Anticipating potential dangers in advance and allowing for adequate planning for resources is infinitely preferable to reacting to problems as they arise and using valuable resources troubleshooting during filming. Therefore, before personnel are hired and the budget is fixed, the decision-makers on the production team should evaluate the risk of accidents when considering more core business issues.
The producer will have to identify what specific potential hazards are relevant, whom they may affect, how serious the risk is and what procedures might be implemented to protect against such risk. If necessary, specialist advice must be obtained at this stage so that a well-informed assessment is made of how to run the production.
Key to such planning is ensuring that the project in question has been sufficiently funded and that the money has been allocated to the right resources. Filming in extreme weather conditions will, for example, require more robust equipment and more stringent safety checks than a studio shoot. Shooting in certain locations will require emphasis on security and crowd control; and where children or animals are involved, someone should be appointed to assume responsibility for their welfare and ensure that the location is even more secure than normal.
Specific attention should also be paid to filming in hazardous areas or circumstances such as filming on moving vehicles or beside traffic, on or near water and at heights. This may require special training and safety procedures as well. Similarly, it is important to ensure that those involved in the shoot have the requisite knowledge and experience to carry out the work safely.
Once the risks are identified, there are many precautionary steps a producer can take to reduce the risk of misfortune. Procedures of safe working practices should be drawn up and communicated to the relevant personnel and staff should be appointed to implement them.
Other arrangements such as the appointment of the crew members, hiring equipment and obtaining permission to shoot in locations should address where the duty of care of the producer stops and where the obligations of those other parties to contribute to safety on the production begins.
When matters are agreed verbally on a handshake basis, they only deal with the basics of the parties' agreement. Areas such as warranties of quality and obligations to work safely are not covered, yet these peripheral matters may determine the success of a project or even the future of a company.
The key to addressing the issue of risk management in employment contracts or agreements with contractors is to inform the other party of the risks involved and the applicable safety procedures, and allocate responsibility for looking after themselves and their fellow crew members to a substantial degree.
While it may be the producer's job to anticipate and manage risk, a minimum of common sense and safety consciousness should be demanded of all involved in the filming. A well-drafted contract will prevent the producer from being held liable for the mistakes of others. In particular, the crew members should be obliged to learn and abide by the health and safety procedures prescribed by the producer.

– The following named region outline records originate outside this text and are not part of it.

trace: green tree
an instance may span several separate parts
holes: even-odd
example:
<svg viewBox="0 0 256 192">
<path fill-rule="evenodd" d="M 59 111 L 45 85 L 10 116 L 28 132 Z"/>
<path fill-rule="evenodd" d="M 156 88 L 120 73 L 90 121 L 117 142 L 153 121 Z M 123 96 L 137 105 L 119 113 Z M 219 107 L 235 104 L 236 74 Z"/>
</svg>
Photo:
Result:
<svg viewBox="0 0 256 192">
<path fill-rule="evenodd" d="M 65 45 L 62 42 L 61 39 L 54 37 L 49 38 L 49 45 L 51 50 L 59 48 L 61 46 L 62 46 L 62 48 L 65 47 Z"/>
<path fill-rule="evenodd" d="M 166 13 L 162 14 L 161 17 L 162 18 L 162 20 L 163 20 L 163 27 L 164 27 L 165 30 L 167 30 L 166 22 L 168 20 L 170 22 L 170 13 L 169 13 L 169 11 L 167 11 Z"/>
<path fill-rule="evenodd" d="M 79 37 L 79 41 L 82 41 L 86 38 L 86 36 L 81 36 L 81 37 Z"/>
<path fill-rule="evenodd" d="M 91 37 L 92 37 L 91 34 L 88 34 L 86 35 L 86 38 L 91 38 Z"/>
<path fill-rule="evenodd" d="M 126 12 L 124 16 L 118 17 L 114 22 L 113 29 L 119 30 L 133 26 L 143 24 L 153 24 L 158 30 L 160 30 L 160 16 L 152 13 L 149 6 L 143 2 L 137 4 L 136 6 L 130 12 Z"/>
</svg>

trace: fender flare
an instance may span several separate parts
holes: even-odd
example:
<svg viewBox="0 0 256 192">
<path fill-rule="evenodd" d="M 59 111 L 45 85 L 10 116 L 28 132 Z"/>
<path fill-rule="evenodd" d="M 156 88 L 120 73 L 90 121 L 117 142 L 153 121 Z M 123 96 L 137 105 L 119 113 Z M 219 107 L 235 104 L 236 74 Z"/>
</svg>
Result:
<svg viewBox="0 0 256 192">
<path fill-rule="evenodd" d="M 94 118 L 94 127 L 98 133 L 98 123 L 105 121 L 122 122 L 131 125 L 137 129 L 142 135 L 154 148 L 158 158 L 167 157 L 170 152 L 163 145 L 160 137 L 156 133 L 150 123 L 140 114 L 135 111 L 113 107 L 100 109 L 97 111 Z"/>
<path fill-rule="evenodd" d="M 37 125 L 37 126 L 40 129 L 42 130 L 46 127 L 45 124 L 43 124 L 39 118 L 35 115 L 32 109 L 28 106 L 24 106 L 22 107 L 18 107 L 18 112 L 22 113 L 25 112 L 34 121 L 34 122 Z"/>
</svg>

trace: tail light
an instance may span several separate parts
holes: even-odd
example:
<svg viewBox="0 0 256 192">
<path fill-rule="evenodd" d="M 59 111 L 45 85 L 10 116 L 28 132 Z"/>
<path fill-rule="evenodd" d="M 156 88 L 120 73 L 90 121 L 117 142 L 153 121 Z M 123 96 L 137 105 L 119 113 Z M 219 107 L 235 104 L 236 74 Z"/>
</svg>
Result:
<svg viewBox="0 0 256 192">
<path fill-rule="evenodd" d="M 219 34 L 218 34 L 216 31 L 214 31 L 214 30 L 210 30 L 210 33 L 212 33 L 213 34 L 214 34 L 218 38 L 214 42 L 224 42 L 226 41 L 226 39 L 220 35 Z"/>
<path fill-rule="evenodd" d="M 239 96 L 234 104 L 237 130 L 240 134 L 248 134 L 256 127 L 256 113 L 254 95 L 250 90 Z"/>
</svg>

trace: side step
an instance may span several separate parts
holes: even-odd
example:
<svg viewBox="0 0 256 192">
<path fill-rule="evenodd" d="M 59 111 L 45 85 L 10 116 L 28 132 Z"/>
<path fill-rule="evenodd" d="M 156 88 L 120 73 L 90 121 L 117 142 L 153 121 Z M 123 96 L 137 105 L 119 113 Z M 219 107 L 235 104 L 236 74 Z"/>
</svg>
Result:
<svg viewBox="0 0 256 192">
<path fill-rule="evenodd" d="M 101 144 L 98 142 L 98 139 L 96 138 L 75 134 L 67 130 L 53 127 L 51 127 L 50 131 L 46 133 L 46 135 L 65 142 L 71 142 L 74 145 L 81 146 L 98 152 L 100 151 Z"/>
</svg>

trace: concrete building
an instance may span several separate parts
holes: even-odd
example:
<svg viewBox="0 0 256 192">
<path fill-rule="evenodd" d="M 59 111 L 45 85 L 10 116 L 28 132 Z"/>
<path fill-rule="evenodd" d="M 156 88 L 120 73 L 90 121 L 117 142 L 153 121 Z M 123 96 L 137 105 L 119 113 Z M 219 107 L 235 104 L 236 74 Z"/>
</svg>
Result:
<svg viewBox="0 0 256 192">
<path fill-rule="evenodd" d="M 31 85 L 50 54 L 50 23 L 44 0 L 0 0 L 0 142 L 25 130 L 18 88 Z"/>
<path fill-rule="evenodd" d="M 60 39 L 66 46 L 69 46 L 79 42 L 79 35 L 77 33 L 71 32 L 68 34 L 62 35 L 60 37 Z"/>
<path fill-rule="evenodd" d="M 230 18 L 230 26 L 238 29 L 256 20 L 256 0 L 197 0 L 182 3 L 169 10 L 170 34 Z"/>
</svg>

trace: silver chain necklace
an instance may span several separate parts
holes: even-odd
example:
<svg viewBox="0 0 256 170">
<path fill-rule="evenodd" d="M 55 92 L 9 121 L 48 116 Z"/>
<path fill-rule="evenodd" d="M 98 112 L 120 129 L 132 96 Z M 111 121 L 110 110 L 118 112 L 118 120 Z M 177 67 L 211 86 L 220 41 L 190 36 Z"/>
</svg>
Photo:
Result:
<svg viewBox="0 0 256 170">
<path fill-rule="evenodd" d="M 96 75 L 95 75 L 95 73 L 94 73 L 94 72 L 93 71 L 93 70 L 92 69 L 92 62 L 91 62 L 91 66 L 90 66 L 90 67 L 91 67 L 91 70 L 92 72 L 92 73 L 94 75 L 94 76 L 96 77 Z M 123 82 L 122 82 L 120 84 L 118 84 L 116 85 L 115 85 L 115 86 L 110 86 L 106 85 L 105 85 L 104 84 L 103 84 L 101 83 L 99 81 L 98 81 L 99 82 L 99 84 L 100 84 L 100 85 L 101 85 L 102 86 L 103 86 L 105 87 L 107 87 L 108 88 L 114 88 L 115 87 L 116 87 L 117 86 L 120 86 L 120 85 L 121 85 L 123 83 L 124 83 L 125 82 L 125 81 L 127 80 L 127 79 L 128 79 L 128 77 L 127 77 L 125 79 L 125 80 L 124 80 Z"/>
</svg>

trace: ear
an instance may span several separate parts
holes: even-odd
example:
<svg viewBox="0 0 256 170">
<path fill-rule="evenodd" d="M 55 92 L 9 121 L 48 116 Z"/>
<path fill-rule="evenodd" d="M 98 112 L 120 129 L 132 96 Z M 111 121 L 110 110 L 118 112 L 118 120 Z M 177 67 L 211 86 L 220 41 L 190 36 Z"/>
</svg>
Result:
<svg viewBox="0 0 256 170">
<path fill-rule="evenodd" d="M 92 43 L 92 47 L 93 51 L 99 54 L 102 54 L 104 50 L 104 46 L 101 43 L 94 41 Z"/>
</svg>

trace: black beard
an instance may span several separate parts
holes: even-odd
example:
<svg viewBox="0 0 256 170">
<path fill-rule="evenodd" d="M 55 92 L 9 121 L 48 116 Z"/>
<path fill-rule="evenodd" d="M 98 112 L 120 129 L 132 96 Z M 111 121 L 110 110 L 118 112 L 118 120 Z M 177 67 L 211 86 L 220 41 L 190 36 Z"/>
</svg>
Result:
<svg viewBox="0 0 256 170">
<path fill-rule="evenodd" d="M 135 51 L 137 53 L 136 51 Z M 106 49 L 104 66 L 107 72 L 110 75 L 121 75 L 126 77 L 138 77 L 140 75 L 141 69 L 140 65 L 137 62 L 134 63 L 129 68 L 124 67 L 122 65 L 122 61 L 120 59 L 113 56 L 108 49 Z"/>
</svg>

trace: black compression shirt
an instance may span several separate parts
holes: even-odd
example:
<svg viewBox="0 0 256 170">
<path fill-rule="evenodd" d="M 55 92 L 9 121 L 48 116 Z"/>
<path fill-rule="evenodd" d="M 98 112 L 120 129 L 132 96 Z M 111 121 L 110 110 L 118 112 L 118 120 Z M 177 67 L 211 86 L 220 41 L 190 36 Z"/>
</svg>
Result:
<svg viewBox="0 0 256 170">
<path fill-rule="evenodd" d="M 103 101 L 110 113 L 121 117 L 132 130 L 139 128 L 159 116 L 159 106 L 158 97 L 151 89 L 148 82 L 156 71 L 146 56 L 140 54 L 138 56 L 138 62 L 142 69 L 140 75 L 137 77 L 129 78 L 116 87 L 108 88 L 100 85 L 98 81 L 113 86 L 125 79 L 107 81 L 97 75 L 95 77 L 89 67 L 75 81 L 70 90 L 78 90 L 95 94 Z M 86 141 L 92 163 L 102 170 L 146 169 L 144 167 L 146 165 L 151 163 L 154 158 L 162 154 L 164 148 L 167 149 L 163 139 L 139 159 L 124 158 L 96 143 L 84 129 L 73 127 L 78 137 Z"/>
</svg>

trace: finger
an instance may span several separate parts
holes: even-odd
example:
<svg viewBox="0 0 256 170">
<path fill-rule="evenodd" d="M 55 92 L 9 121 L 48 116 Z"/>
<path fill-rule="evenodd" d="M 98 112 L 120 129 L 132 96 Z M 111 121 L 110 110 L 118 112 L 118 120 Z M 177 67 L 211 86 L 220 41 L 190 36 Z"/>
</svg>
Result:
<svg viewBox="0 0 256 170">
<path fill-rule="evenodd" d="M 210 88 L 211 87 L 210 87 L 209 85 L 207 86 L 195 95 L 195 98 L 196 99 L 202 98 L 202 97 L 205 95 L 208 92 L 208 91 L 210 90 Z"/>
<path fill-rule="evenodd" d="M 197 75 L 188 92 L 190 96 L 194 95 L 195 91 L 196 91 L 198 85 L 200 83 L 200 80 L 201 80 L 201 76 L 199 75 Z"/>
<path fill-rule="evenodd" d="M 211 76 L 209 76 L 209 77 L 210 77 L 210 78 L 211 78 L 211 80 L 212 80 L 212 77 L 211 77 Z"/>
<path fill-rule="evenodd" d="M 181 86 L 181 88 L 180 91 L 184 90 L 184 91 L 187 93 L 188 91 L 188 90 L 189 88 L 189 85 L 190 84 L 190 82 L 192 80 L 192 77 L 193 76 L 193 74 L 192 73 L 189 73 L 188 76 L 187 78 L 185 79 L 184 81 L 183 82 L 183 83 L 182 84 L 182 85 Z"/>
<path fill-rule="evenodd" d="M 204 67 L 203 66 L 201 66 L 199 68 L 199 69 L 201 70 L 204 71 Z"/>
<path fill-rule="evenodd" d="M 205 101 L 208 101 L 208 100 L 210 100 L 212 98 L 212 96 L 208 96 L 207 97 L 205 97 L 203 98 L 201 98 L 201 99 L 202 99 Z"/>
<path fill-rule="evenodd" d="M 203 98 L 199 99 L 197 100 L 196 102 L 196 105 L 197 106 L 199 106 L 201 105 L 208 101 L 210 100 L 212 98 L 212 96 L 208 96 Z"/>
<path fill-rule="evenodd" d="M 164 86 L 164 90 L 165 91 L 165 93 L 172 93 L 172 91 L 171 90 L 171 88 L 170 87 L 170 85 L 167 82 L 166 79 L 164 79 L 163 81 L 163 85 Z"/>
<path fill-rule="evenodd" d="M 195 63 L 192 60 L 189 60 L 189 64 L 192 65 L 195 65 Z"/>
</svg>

These requirements must be made part of the specifications of the services they provide in order to be paid. This will also have the effect of protecting the producer against claims by crew members if they did not follow procedure.
Longer-term measures may require mandatory training for personnel to further protect the company and strengthen the individuals' competence in this area. For example, a contract engaging a lighting technician should place emphasis on that person's responsibility for checking that his equipment is in good order and that it is set up safely.
It is all very well for the producer to take preliminary precautions but if the lights have exposed wires or are lying in water, it is not unreasonable to point a finger at the person who was negligent in creating that dangerous situation. The contract must clearly state where the producer's duty of care stops and where the crew members assume their own obligations.
Similarly, the providers of equipment must also be bound to take responsibility for faults in the form of warranties and indemnities; likewise, the owners of premises should be bound to give representations as to the site safety as part of their fee.
The producer should be able to assume that the equipment or premises meet a certain standard. This should be agreed to in writing as the responsibility of the supplier in question. It is, however, not always open to the producer to place responsibility upon the individual: in the case of concerts and live music performances, the promoter typically assumes responsibility for the safety and welfare of the performing artists.
One further method of managing the risk factor is to take out an insurance policy, but the producer's responsibility should not end with paying the premium.
With any insurance policy, there are limitations to the cover provided: not only will it limit the various causes of loss or injury that can be recovered, but it should be borne in mind that insurance companies take time to process claims and pay out, which will delay production and probably jeopardise the entire project even if much of the losses are eventually recovered.
Prevention of health and safety problems on productions is definitely more cost-effective than a cure.